1. Prioritize Internet Access for Students, on Campus and Off
A New America survey found that 57 percent of college students said it was a challenge to access reliable, high-speed internet in 2020.
While there are many discounted or free internet packages available for lower-income college students, keep in mind that discounted plans are not always the best option, as they may not offer an internet speed sufficient for streaming lectures or uploading large assignment files.
To serve students who live close by, a growing number of universities and colleges are making parking lots into Wi-Fi hotspots. Washington State University, for example, converted its parking lots into 600 high-speed Wi-Fi hubs.
For students who live farther away, especially in rural areas where network infrastructure is limited, universities can help bridge the gap by providing their own internet service packages. Southern State Community College in Ohio, for example, has a one-to-one program that allows students to borrow Kajeet wireless hotspot devices and laptops for remote learning. The application process to join is quick and simple, which is important when it comes to ensuring those who lack access to internet can complete the application.
2. Be Intentional When Selecting Devices and Software
Without access to campus computer labs, many underserved students are painstakingly typing essays from mobile devices and livestreaming lectures to tiny screens. To address the dire need for laptops, nonprofit universities can potentially partner with organizations like PCs for People, which helps universities purchase low-cost devices in bulk.
Keep in mind that technology solutions should be flexible. “We don’t live in a one-size-fits-all world,” Pappas says. “Some students might benefit from a laptop preloaded with course software to work from home. Others might need an environment conducive to getting work done, like a library or computer lab.”
Higher education IT teams can play a strategic role by taking the time to understand what lower-income students need before creating solutions to help them. Pappas describes this as “intentionally issued equipment.”
“The most critical factors to consider need to come from listening to your students. No strategy will succeed without direct input from the people you’re trying to assist,” she says. “Issuing iPads over laptops, or vice versa, can either be tremendously impactful or a poor investment. What we’re delivering should align with what will be most useful for the student.”
Many classes also require specific equipment and software. To ensure that devices in one-to-one programs meet the minimum specs required for all courses and majors, universities may want to consult an education strategist from a business analyst service. “That depth of visibility enables us to make decisions in ways that would be impossible for any single institution to replicate,” Pete Koczera, a former senior manager of education strategy and transformation at CDW•G, writes in a blog. “That’s proved to be valuable as colleges have sought to roll out new devices to support remote work and learning.”
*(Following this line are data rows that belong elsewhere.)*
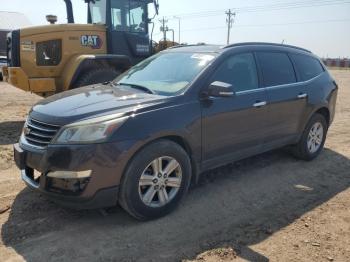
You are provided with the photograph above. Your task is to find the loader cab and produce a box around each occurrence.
[88,0,153,64]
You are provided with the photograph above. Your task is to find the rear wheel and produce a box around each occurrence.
[74,67,120,88]
[119,140,191,220]
[293,114,328,160]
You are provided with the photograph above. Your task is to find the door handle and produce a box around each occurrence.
[298,93,307,99]
[253,101,266,107]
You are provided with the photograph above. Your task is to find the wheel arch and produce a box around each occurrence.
[58,54,131,92]
[313,107,330,126]
[122,134,200,185]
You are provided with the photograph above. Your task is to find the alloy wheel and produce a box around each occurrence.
[139,156,182,208]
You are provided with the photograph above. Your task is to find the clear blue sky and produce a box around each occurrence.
[0,0,350,57]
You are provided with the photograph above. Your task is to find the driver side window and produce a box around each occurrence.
[212,53,259,92]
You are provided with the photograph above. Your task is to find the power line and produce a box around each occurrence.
[182,19,350,32]
[166,0,350,19]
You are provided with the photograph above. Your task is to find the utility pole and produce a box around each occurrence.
[226,9,236,45]
[159,16,168,43]
[174,16,181,45]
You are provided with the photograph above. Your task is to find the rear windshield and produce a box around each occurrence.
[115,52,215,96]
[258,52,296,87]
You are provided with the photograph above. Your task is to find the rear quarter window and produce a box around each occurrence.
[290,54,324,81]
[257,52,296,87]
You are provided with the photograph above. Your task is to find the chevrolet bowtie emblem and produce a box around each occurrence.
[23,126,31,135]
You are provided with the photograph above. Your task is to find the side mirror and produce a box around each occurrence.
[207,81,235,97]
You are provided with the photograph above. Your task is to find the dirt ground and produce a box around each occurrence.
[0,71,350,261]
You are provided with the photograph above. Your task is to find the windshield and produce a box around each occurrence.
[89,0,107,25]
[116,52,215,96]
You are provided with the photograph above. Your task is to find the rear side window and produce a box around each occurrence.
[212,53,259,92]
[290,54,323,81]
[257,52,296,87]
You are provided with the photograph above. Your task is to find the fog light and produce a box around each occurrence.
[47,170,91,179]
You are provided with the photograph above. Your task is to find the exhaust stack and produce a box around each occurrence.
[64,0,74,24]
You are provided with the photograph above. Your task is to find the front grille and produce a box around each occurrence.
[23,118,60,147]
[36,39,62,66]
[6,30,21,67]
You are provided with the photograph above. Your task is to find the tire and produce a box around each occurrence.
[119,140,191,220]
[74,67,120,88]
[292,113,328,161]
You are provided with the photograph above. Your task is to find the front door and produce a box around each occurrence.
[202,53,267,168]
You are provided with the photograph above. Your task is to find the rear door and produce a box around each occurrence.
[256,51,307,147]
[202,53,267,167]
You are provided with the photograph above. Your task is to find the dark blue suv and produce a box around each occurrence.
[14,43,337,219]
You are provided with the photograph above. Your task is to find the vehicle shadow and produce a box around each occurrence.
[0,121,24,146]
[1,149,350,261]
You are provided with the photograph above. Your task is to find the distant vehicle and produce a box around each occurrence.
[0,56,7,81]
[4,0,158,97]
[14,43,338,220]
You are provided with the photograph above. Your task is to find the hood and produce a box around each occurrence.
[30,84,169,125]
[21,24,106,37]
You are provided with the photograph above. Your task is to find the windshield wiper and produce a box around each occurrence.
[117,83,155,95]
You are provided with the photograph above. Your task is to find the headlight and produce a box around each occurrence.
[53,116,128,144]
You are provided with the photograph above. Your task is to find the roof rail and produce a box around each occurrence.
[167,43,207,49]
[224,42,312,53]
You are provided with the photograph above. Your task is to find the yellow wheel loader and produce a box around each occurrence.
[3,0,159,97]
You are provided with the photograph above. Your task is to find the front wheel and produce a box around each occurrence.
[293,114,328,161]
[119,140,191,220]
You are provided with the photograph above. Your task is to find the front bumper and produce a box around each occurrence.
[14,142,132,209]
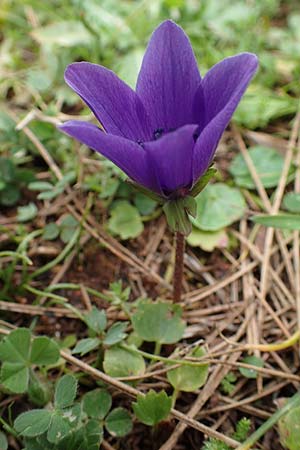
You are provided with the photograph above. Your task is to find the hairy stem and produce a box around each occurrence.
[173,231,185,303]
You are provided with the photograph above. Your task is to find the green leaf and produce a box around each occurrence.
[47,413,71,444]
[59,214,79,244]
[234,85,297,129]
[1,362,29,394]
[0,431,8,450]
[167,347,209,392]
[132,302,185,344]
[54,375,77,408]
[72,338,101,356]
[15,167,35,184]
[190,167,217,197]
[17,202,38,222]
[283,192,300,213]
[251,213,300,230]
[108,200,144,239]
[191,183,246,231]
[37,186,63,200]
[186,227,228,252]
[239,356,264,379]
[134,192,157,216]
[60,420,103,450]
[105,408,132,437]
[0,157,16,183]
[103,322,128,345]
[27,374,52,407]
[132,389,172,426]
[32,20,92,47]
[83,389,112,420]
[30,336,59,365]
[28,181,53,191]
[84,306,107,334]
[0,328,31,363]
[103,345,145,377]
[14,409,52,437]
[278,407,300,450]
[0,184,20,206]
[43,222,59,241]
[163,197,197,236]
[229,145,284,189]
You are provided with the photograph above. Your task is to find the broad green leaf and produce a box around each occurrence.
[83,389,112,420]
[0,183,21,206]
[27,374,52,407]
[17,202,38,222]
[190,183,246,231]
[186,227,228,252]
[63,420,103,450]
[103,345,145,377]
[132,389,172,426]
[30,336,59,365]
[103,322,128,345]
[108,200,144,239]
[167,347,209,392]
[59,214,79,244]
[132,302,185,344]
[239,356,264,379]
[251,213,300,230]
[43,222,59,241]
[278,407,300,450]
[0,431,8,450]
[0,328,31,363]
[72,338,101,356]
[14,409,52,437]
[105,408,132,437]
[0,157,16,183]
[229,145,284,189]
[84,306,107,334]
[283,192,300,213]
[134,192,157,216]
[1,362,29,394]
[234,85,297,129]
[28,181,53,191]
[54,375,77,408]
[47,413,71,444]
[32,20,92,47]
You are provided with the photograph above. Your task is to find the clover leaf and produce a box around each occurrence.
[132,389,172,426]
[229,145,290,189]
[0,328,59,394]
[103,345,145,377]
[190,183,246,231]
[167,347,209,392]
[132,302,185,344]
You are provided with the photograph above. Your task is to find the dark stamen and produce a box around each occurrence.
[193,133,199,142]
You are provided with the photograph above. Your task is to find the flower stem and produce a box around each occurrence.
[173,231,185,303]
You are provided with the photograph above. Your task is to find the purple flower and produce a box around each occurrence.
[60,20,258,198]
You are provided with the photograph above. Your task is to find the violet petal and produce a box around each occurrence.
[193,53,258,182]
[144,125,198,195]
[59,120,160,192]
[65,62,151,140]
[136,20,201,132]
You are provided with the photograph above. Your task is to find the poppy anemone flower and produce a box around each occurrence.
[60,20,258,230]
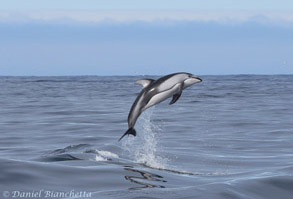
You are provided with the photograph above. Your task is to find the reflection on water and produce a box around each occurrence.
[124,166,167,190]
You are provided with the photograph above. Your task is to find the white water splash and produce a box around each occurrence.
[122,108,168,169]
[95,150,119,161]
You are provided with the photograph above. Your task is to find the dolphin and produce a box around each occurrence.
[119,72,202,141]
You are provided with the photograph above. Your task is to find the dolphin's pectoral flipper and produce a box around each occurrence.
[169,84,183,105]
[118,127,136,141]
[169,91,182,105]
[135,79,155,88]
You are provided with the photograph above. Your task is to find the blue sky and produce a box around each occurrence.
[0,0,293,76]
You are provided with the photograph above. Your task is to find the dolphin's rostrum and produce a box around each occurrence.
[119,73,202,141]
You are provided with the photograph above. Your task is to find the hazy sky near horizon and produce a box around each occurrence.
[0,0,293,76]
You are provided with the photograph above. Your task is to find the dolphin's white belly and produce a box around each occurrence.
[143,83,181,110]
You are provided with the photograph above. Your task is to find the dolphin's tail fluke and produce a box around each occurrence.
[118,127,136,141]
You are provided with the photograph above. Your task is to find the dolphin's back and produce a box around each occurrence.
[150,73,188,93]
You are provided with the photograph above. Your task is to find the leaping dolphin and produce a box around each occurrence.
[119,73,202,141]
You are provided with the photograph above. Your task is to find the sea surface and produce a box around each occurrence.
[0,75,293,199]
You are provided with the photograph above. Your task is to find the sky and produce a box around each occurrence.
[0,0,293,76]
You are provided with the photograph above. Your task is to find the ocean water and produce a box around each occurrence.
[0,75,293,199]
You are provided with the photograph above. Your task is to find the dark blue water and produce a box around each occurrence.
[0,75,293,199]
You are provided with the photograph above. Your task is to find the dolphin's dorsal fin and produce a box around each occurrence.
[135,79,155,88]
[169,91,182,105]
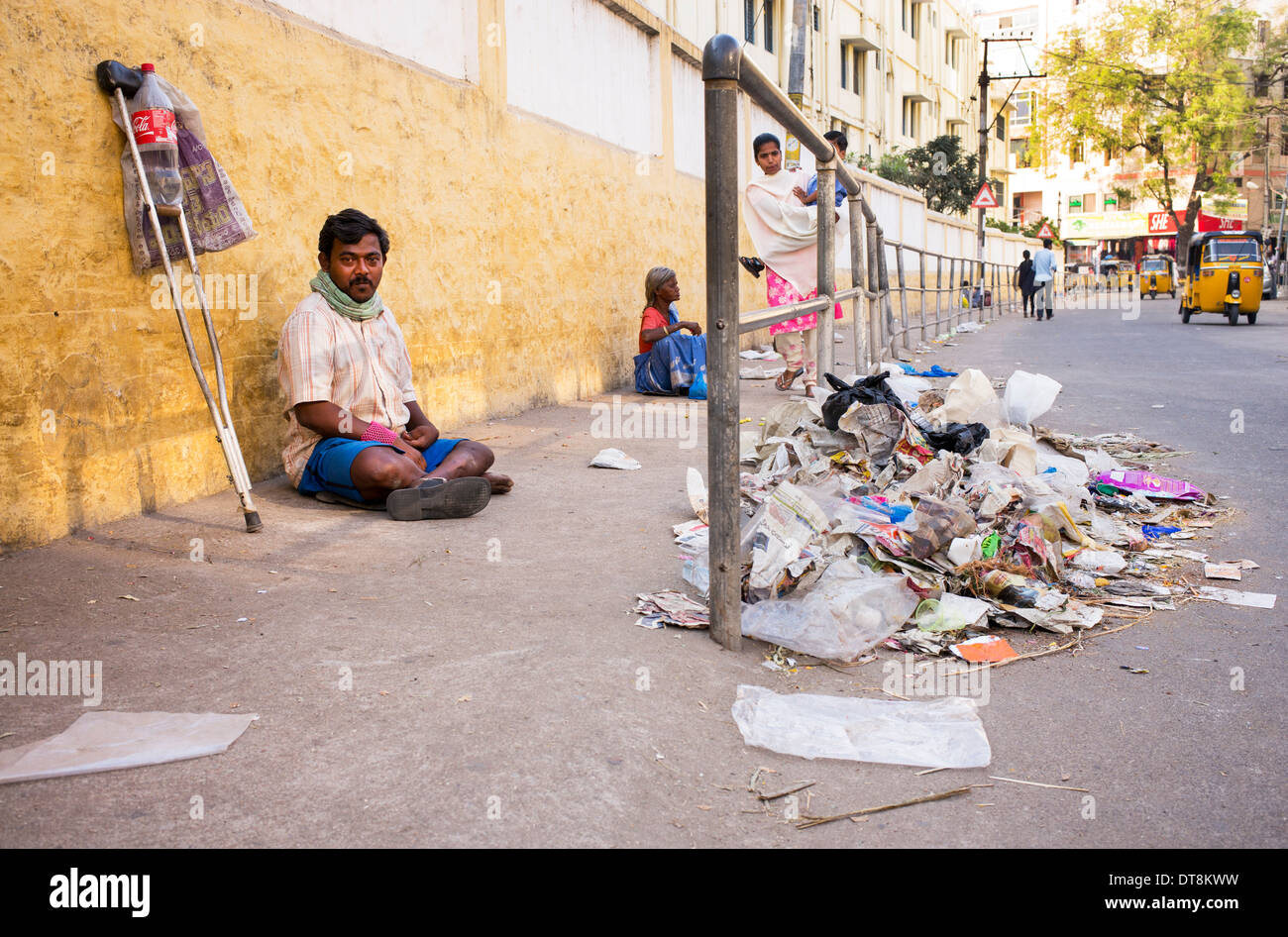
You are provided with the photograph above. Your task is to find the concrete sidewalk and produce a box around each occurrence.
[0,302,1285,847]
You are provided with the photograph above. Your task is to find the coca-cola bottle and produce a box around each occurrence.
[130,61,183,206]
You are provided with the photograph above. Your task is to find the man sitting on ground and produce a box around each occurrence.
[277,209,514,520]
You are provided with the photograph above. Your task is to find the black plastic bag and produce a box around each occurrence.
[823,370,912,433]
[922,424,988,456]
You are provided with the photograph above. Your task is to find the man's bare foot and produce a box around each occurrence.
[483,472,514,494]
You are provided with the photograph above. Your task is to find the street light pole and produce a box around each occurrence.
[975,39,989,293]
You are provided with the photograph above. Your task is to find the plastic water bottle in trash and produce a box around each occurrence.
[130,61,183,206]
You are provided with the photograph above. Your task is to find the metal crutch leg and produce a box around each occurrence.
[113,86,265,533]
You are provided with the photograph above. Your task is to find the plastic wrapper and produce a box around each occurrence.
[930,368,1006,430]
[1096,468,1206,500]
[1002,370,1060,426]
[901,497,976,560]
[112,74,255,273]
[823,370,907,430]
[747,481,827,589]
[733,684,993,769]
[0,712,258,783]
[742,558,917,662]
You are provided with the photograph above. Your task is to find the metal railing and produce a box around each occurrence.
[702,35,1019,650]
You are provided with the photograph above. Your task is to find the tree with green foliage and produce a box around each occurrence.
[1039,0,1265,268]
[876,134,996,215]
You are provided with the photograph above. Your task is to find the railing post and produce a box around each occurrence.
[945,258,962,332]
[850,193,868,374]
[814,159,836,381]
[892,244,909,350]
[917,250,926,343]
[864,222,885,368]
[930,254,944,339]
[702,36,742,650]
[877,239,894,358]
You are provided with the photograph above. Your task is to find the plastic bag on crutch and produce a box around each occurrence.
[99,61,255,272]
[95,61,265,533]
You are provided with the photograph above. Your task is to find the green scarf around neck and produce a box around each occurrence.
[309,270,385,322]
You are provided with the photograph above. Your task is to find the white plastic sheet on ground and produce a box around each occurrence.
[733,684,992,769]
[1002,370,1060,426]
[0,712,258,783]
[742,558,917,662]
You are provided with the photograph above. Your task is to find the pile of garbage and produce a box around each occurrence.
[636,364,1254,663]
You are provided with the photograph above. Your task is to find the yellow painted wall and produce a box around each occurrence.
[0,0,764,549]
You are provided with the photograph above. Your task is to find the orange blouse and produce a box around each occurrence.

3. Offer Accessible Technical and Personal Support
Without the familiar in-classroom structure and in-person support from instructors and advisers, underserved students can feel especially isolated and unmotivated. This leads to less engagement, lower grades and a higher risk of dropping out. A May 2020 survey by The Education Trust reported that only 43 percent of lower-income students could attend virtual office hours during the times the services were offered. For these students, after-hours tech support may mean the difference between passing and failing.